Qui est Antonio Guterres, le nouveau secrétaire général de l’ONU ?

Il succèdera à Ban Ki-Moon le 1er janvier prochain pour devenir le 9e secrétaire général des Nations Unies. L’ancien Premier ministre portugais, qui a su convaincre unanimement les 15 membres du Conseil de sécurité, a appelé à une « réforme globale » de l’organisation dès son discours d’intronisation. Son parcours témoigne de cette ambition progressiste constante.

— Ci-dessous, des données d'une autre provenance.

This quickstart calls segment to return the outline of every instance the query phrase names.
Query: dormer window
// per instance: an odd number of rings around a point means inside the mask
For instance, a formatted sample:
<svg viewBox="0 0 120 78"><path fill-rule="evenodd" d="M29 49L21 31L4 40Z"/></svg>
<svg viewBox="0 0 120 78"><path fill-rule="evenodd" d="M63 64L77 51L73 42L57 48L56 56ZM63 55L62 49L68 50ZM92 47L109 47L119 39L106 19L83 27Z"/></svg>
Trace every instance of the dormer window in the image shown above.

Antonio Guterres, 67 ans, remplacera Ban Ki-Moon à la tête de l’ONU en janvier 2017

« Il est temps pour l’ONU de reconnaître ses insuffisances et de réformer la manière dont elle fonctionne ». Juste après avoir prêté serment lundi 12 décembre à New York, Antonio Guterres n’a pas tardé à dévoiler ses premiers champs d’action : le maintien de la paix, l’aide au développement durable, et la gestion. Élu alors que l’ONU se trouve sollicitée de plus en plus souvent pour son rôle de médiateur international, Antonio Guterres est présenté par son prédécesseur Ban Ki-Moon comme la personnalité idoine pour le poste. « Son expérience, sa vaste connaissance des affaires mondiales et sa vive intelligence lui seront bien utiles pour diriger les Nations unies dans une période cruciale.« 

Ingénieur de formation

Né à Lisbonne en 1949, Antonio Guterres entre en politique en 1974 au sein des mouvements catholiques. Il entre ensuite au Parti socialiste portugais au lendemain de la Révolution des oeillets qui a mis fin à 50 ans de dictature. En 1992, Antonio Guterres prend la tête de son parti qu’il conduit à la victoire lors des législatives de 1995. Alors promu Premier ministre, il fait figure de socialiste modéré mais fervent catholique, en témoigne sa vive réticence à l’IVG, par exemple. Pro-européen, il est à l’origine de l’entrée du Portugal dans la zone euro.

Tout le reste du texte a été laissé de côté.